Employees are simply more and more unwilling to stay in an unhappy work environment. Therefore, leaders who create cultures of passionate people maximize the productive potential of the human capital in the business.

Secondly, everybody knows that attracting and retaining talented people is the most important strategic issue for every company today and tomorrow.

The most competitive market of the future is the labour market. To attract the most talented people, companies and organizations must focus on building exceptional workplace cultures where passionate people can innovate and drive change.

How Do You Build Emotional Capital?

In the last decade, the most progressive strategy for building emotional capital has been to focus on developing emotional intelligence. Emotional intelligence is an indispensable set of social and emotional competencies for leveraging knowledge and emotions to drive positive change and business success.


Martyn Newman describes three core elements of Emotional Capital:

1. External Emotional Capital – the value of the feelings and perceptions held by the customer and the external stakeholder towards your business. The only way to create real profit is to attract the emotional rather than the rational customer by appealing to his or her feelings and imagination.
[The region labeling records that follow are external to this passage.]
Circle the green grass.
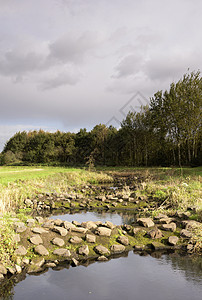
[0,166,85,185]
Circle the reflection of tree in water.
[164,253,202,283]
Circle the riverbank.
[0,166,201,286]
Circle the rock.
[8,267,16,275]
[159,217,172,224]
[137,218,155,227]
[72,258,79,267]
[52,226,68,236]
[182,220,201,230]
[151,242,166,250]
[78,245,89,256]
[104,221,116,229]
[13,234,20,243]
[187,244,194,252]
[111,244,126,253]
[0,264,7,275]
[14,222,27,233]
[54,219,64,226]
[86,234,96,243]
[22,257,29,265]
[30,235,43,245]
[32,227,48,234]
[180,229,192,239]
[71,227,88,233]
[154,213,168,220]
[15,265,22,274]
[81,221,97,230]
[15,246,27,255]
[31,257,45,268]
[27,219,36,227]
[72,221,81,226]
[45,262,56,268]
[168,235,179,246]
[69,235,82,244]
[35,217,44,224]
[52,238,65,247]
[94,245,110,255]
[117,235,129,246]
[161,222,177,232]
[34,245,49,256]
[95,227,112,236]
[53,248,71,257]
[97,255,108,261]
[147,228,163,239]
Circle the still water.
[0,212,202,300]
[51,211,135,225]
[13,252,202,300]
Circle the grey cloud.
[50,31,99,64]
[113,54,144,78]
[40,70,80,90]
[0,50,45,76]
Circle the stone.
[86,234,96,243]
[34,245,49,256]
[111,244,126,253]
[15,246,27,255]
[30,235,43,245]
[117,235,129,246]
[35,217,44,224]
[0,264,7,275]
[53,248,71,257]
[15,265,22,274]
[31,257,45,268]
[104,221,116,229]
[95,227,112,236]
[81,221,97,230]
[94,245,110,255]
[78,245,89,256]
[72,221,81,226]
[97,255,108,261]
[71,227,88,233]
[72,258,79,267]
[52,238,65,247]
[32,227,48,234]
[13,234,20,243]
[147,228,163,239]
[69,235,82,244]
[161,222,177,232]
[52,226,68,236]
[27,219,36,227]
[180,229,192,239]
[151,242,166,250]
[182,220,201,230]
[22,257,29,265]
[168,235,179,246]
[45,262,56,268]
[54,219,64,226]
[14,222,27,233]
[137,218,155,227]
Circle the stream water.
[0,212,202,300]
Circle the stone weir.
[0,214,199,280]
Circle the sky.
[0,0,202,151]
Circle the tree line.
[0,71,202,166]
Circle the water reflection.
[51,210,135,225]
[1,252,202,300]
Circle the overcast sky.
[0,0,202,151]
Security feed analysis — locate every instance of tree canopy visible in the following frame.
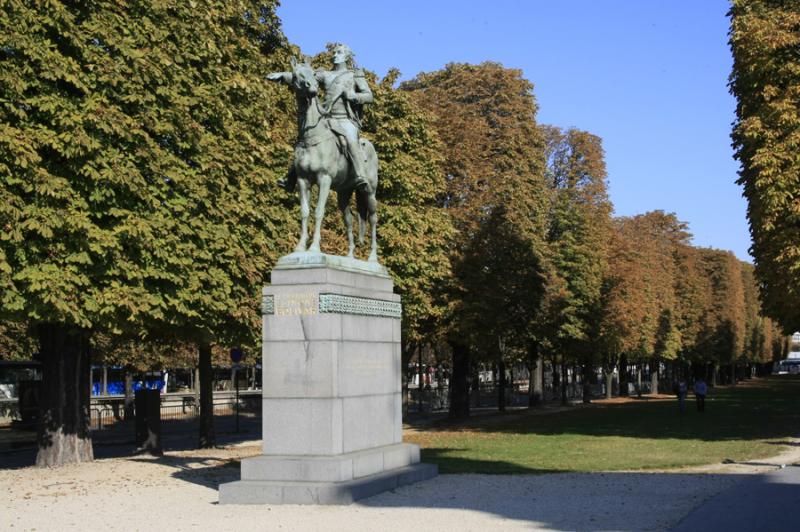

Customers want to buy from organizations they like and who are like them. This creates brand value and goodwill and results in repeat sales through customer loyalty, lifetime relationships and referrals. In other words, the brand creates trust and recognition and is a promise and an emotional contract with each customer.

2. Internal Emotional Capital -the value of the emotional commitments held in the hearts of the people within your business. It can be is seen in the energy and enthusiasm that people bring to work to create products and solve problems.

Every relationship that your business has with everyone it touches is an asset and an investment. To build emotional wealth you must treat your people as investors because that is what they are — intellectual and emotional investors. Every day they bring their heads and hearts to work. And if they don’t, you won’t be in business very long.

3. Intra-personal Emotional Capital – the level of positive, focused energy that you invest at work and in your personal life. As a leader, you will inspire or demoralize others first by how effectively you manage your own emotional energy and, second, by how well you mobilize, focus and renew the collective energy of the people you lead.